Kalau sampai sekarang, Demokrat belum bisa memilih Ketua Umumnya yang baru, tentu saja itu bukan urusan KPU. Hal ini juga sama sekali bukan berarti telah terjadi kekosongan hukum seperti yang diutarakan Amir Syamsuddin itu. Tetapi adalah kekosongan kursi Ketua Umum di Partai Demokrat. Itu adalah urusan mereka sendiri.
Katanya, Demokrat itu parpol santun dan patuh hukum. Ini, kok, malah maunya hukumlah yang partuh kepada Demokrat?
Kalau memang Ketua Umum suatu parpol mengalami kekosongan, seperti yang sekarang dialami Demokrat itu, tentu saja yang harus dilakukan oleh mereka adalah segera memilih Ketua Umumnya yang baru.
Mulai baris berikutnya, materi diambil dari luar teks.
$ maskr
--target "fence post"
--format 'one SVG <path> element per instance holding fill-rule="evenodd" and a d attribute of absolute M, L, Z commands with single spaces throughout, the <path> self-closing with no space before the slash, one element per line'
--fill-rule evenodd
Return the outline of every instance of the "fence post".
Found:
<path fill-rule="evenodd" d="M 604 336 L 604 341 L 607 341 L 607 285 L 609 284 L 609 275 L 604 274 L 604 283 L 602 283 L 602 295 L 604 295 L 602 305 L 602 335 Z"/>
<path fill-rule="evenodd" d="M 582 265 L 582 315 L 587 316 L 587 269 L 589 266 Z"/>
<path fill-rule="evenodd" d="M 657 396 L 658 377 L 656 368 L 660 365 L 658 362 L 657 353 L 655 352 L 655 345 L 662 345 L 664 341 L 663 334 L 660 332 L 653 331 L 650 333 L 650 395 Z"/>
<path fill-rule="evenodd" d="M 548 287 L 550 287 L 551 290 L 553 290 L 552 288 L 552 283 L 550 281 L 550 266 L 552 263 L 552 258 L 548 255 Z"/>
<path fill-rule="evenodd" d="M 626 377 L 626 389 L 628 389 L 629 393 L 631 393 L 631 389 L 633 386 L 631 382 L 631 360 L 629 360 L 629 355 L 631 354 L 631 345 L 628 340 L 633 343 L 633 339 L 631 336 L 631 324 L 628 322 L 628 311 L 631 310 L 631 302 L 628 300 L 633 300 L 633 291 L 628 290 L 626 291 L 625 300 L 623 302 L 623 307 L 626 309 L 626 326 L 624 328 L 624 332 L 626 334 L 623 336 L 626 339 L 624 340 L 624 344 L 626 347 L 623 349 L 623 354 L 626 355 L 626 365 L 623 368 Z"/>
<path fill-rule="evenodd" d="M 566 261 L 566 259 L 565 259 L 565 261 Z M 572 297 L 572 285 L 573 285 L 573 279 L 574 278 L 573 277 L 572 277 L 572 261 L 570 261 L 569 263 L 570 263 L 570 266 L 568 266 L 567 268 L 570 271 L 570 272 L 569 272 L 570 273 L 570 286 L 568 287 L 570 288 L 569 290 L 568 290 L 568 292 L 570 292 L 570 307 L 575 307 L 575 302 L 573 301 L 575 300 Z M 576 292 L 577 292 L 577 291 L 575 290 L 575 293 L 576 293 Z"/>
Bukan malah mengalihkan bebannya kepada KPU.
Keinginan Partai Demokrat untuk “mengatur” KPU, dengan meminta KPU mengakomodir masalah internal parpol-nya yang belum bisa menentukan Ketua Umumnya yang baru itu, menunjukkan kemanjaan parpol ini. Seperti anak manja yang ketika ada masalah bukannya mengatasinya sendiri, tetapi minta orangtuanya, atau orang lain untuk mencari solusinya.
Kisruh hebat di internal Partai Demokrat pasca berhentinya Anas sebagai Ketua Umum Partai, membuat mereka sampai sekarang belum juga mampu memilih Ketua Umumnya yang baru, sementara itu KPU telah menentukan batas waktu terakhir penyerahan DCS untuk Pemilu Legislatif itu adalah di April 2013 ini.
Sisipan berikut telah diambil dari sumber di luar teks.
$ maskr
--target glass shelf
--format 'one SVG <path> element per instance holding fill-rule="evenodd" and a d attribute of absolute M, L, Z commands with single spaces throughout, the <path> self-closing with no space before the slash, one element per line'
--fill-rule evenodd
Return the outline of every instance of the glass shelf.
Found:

Besar kemungkinan karena masih terdapatnya faksi-faksi di Demokrat membuat mereka sulit untuk memilih Ketua Umumnya yang baru. Mereka sedang bingung, bagaimana cara terbaik untuk memilih Ketua Umum baru itu. Kalau lewat mekanisme Kongres Luar Biasa (KLB), kubu SBY cs takut risikonya besar. Karena di KLB pasti akan muncul kekuatan-kekuatan pendukung Anas. Selain KLB juga membutuhkan waktu, tenaga, dan biaya yang besar. Sementara batas waktu penyerahan DCS itu tinggal sebulan lagi.
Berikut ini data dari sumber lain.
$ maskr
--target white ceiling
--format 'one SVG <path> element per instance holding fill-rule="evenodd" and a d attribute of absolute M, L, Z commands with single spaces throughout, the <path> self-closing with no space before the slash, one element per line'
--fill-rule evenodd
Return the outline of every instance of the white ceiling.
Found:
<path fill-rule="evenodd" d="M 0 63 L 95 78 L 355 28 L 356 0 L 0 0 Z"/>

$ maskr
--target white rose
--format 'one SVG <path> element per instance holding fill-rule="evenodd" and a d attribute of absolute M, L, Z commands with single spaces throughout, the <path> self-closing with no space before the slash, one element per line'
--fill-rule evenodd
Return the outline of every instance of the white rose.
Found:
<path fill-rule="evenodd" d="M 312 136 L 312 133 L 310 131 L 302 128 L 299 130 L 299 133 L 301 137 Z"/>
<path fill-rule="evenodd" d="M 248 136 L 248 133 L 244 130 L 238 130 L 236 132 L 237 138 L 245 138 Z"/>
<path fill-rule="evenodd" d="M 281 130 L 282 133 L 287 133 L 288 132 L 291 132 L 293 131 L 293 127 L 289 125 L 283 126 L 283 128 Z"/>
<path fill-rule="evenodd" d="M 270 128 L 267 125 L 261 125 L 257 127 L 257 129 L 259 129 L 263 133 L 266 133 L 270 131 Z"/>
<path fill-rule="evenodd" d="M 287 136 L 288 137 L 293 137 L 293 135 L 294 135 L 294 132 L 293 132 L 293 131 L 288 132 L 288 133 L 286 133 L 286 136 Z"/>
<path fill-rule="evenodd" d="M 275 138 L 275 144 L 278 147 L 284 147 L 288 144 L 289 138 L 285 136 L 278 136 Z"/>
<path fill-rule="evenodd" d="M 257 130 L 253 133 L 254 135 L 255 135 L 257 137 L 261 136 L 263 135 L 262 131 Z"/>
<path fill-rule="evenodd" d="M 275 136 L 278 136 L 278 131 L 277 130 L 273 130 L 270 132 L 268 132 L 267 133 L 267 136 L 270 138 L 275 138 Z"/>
Karena panik dikejar waktu itulah muncul “desakan” kepada KPU untuk membuat aturan baru yang isinya memberi kewenangan kepada Majelis Tinggi Partai Demokrat untuk menandatangani DCS, mengganti kewenangan Ketua Umum yang sedang kosong itu. Demokrat sudah berhitung, sampai April nanti bisa jadi, mereka belum bisa menetapkan Ketua Umumnya yang baru. Agar bisa menandatangani DCS dari Partai Demokrat.
Kalau tidak ada apa-apanya, tentu seharusnya Demokrat bisa segera menentukan Ketua Umumnya yang baru, begitu Anas menyatakan dirinya berhenti. Seperti halnya yang mampu dilakukan oleh PKS. Ketika Presidennya, Lutfi Hasan Isaac (LHI) ditangkap KPK, segera mereka memilih Anis Matta sebagai pengganti LHI. Kenapa Demokrat tidak mampu melakukan hal yang sama?
Kalau memang saking kisruhnya di internal Partai Demokrat, sampai-sampai untuk memilih Ketua Umumnya yang baru saja belum bisa juga sampai sekarang, sebaiknya Partai Demokrat tidak usah ikut Pemilu 2014 saja. Betapa tidak, untuk memilih Ketua Umumnya tepat waktunya saja belum mampu, kok, mau ikut Pemilu?
Lagipula rakyat sudah semakin muak dengan apa yang terjadi di Partai Demokrat ini. Janganlah mereka mimpi di siang hari bolong bahwa dalam kondisi seperti sekarang, dalam tempo singkat (hanya beberapa bulan), bisa meningkatkan elektabilitasnya, yang katanya 15 persen itu. Dasarnya apa target itu ditetapkan? Sebab baik Anas, maupun SBY, sebenarnya sama-sama biang kerok merosotnya elektabilitas Partai Demokrat. Kini, ditambah lagi dengan nama Ibas, Sekjen Partai, yang disebut-sebut ikut menikmati dana korupsi Hambalang. Apakah bukan membikin Demokrat semakin runyam?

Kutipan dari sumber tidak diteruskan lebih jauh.